The multi-Mobius serpo-viral Brexit gaslighting device TM

In the past, I’ve used the metaphor of the Mobius strip to capture the way that Brexit events keep recurring as the same old lies and fantasies keep encountering the same old realities. And that does capture some aspects, such as the constant return to the Irish border trilemma. No answer can be found because no answer exists, so the lies just keep taking us back to the same place. But, as suggested in this post, a better image would be a more complex one of numerous such strips, intertwined and writhing around like snakes, and reproducing and mutating like viruses.

True believers in Brexit may, as speculated earlier, have come to believe all the lies to be true. The even bigger problem is that many politicians who know they are lies, especially if they are in the Conservative or Labour parties, pretend not know this. Admittedly it’s not always easy to tell the difference. For example, does Dover MP Nathalie Elphicke really believe, as she said in Parliament this week in a version of the ‘nothing should change’ lie, that the now endemic lorry queues in her constituency are “not because of Brexit but because of Brussels bureaucracy”? Who knows, but there are certainly many MPs, probably including some of those who cheered her, who know such things are idiotic nonsense but don’t speak out.

That arises from fear of their own parliamentary and constituency parties, of the media and of sections of the electorate, but it is horribly dangerous and corrosive. Dangerous because it means that nothing truthful, and therefore nothing practical, can be done about Brexit. Corrosive because it has spawned a wider dishonesty, as argued forcefully by former Prime Minister Sir John Major in a speech yesterday. Johnson may be the most consummate liar, but his demise will not end that dishonesty.

That is why, referring again to Jonathan Lis’s recent article, we must not give up on talking about Brexit. He is surely right that “the Brexit specialists may be exhausted”. I can certainly relate to that. He’s also right that “everything there is to say on Brexit has been said many times”. I can relate to that, too. And the reason it is so is precisely because of the endless repetitions of old lies and the new ones they spawn. If we stop pointing them out, they easily become ignored or forgotten.

More than that, the weaving together of strands of lies in the way I’ve described here is what enables Brexiters to gaslight the general public. It just becomes totally exhausting and confusing to disentangle the long chain of events that lies behind, say, the ongoing NIP rows and crises. It can be easier, even for the well-intentioned and well-informed, to become disorientated to the extent of wondering if the Brexiters may have a point. However, even if that happens – no, especially if that happens – it doesn’t solve any of the problems all the lies have created, it just takes away any prospect of them being solved.
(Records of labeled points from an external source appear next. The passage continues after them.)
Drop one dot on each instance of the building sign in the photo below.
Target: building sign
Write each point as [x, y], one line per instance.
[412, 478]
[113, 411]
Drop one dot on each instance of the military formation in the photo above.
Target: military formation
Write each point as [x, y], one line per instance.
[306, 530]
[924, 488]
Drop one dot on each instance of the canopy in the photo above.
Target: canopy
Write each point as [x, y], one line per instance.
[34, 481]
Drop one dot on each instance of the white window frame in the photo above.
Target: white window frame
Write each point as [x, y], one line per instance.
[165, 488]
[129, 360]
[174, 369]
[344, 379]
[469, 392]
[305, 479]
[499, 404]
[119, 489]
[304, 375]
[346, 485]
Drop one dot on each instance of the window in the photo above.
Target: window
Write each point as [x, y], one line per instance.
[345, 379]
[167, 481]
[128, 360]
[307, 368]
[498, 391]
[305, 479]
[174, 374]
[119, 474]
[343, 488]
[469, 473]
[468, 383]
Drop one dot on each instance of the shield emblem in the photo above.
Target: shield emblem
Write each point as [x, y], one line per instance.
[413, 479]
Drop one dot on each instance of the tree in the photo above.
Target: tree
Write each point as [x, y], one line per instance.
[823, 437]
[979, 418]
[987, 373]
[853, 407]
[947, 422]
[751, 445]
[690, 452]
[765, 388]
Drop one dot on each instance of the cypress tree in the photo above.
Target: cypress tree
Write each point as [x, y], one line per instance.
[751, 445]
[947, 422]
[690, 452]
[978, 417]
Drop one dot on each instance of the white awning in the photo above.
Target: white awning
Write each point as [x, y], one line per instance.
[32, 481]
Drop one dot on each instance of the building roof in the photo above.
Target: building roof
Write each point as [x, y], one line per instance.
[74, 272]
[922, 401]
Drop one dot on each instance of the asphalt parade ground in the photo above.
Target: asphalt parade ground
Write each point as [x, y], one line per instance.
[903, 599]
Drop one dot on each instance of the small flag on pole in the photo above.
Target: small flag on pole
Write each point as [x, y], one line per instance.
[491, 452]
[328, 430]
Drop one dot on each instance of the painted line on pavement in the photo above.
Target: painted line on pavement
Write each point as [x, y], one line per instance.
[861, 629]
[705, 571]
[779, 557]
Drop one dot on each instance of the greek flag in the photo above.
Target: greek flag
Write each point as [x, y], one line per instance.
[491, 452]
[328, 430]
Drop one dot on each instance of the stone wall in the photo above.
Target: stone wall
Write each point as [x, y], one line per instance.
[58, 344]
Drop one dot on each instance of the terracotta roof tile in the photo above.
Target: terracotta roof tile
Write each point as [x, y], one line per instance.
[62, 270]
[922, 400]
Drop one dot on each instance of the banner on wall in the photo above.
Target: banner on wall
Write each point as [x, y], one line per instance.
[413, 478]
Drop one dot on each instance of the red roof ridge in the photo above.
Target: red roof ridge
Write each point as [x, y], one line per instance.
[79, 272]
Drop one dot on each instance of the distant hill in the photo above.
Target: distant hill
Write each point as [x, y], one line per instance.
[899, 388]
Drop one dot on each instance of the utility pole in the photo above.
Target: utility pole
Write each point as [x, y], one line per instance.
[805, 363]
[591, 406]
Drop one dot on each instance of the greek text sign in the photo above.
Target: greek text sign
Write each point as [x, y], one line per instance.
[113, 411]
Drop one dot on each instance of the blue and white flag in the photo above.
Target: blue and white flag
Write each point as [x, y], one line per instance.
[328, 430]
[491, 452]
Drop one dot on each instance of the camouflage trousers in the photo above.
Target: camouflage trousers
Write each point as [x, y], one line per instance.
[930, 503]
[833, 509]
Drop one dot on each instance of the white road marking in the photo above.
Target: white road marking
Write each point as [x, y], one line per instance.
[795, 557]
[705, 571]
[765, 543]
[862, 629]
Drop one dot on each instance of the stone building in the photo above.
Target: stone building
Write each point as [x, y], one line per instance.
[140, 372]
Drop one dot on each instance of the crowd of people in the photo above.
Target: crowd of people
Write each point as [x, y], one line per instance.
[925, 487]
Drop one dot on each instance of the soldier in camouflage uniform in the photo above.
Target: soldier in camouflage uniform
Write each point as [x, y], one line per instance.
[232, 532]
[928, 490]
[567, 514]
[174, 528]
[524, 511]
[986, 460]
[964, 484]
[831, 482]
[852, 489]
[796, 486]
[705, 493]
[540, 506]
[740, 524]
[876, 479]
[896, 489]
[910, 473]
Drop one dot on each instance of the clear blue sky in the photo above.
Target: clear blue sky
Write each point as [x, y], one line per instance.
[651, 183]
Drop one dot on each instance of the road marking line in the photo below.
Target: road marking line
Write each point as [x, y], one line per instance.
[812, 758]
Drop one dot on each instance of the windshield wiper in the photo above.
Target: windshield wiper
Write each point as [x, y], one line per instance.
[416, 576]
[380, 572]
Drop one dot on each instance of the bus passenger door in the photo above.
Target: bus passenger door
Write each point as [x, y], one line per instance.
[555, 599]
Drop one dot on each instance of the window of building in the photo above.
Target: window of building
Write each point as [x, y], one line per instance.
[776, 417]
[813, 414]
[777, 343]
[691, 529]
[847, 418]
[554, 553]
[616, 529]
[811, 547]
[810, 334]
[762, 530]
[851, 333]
Of course there is a way to escape the tangled web of lies that Brexit and Brexiters have woven. It is for all those who know them to be lies to start telling the truth, and for all those who tell the lies to be exposed.


Many thanks to those who completed the survey at the end of last week’s post (now closed, though if you are part-way through completing it you will still be able to submit your response when ready). As a result, I can say that, certainly for now, I will not be migrating this blog to Substack or any other platform, and I will not be charging for access. For those interested, I’ve written a short discussion of the survey results.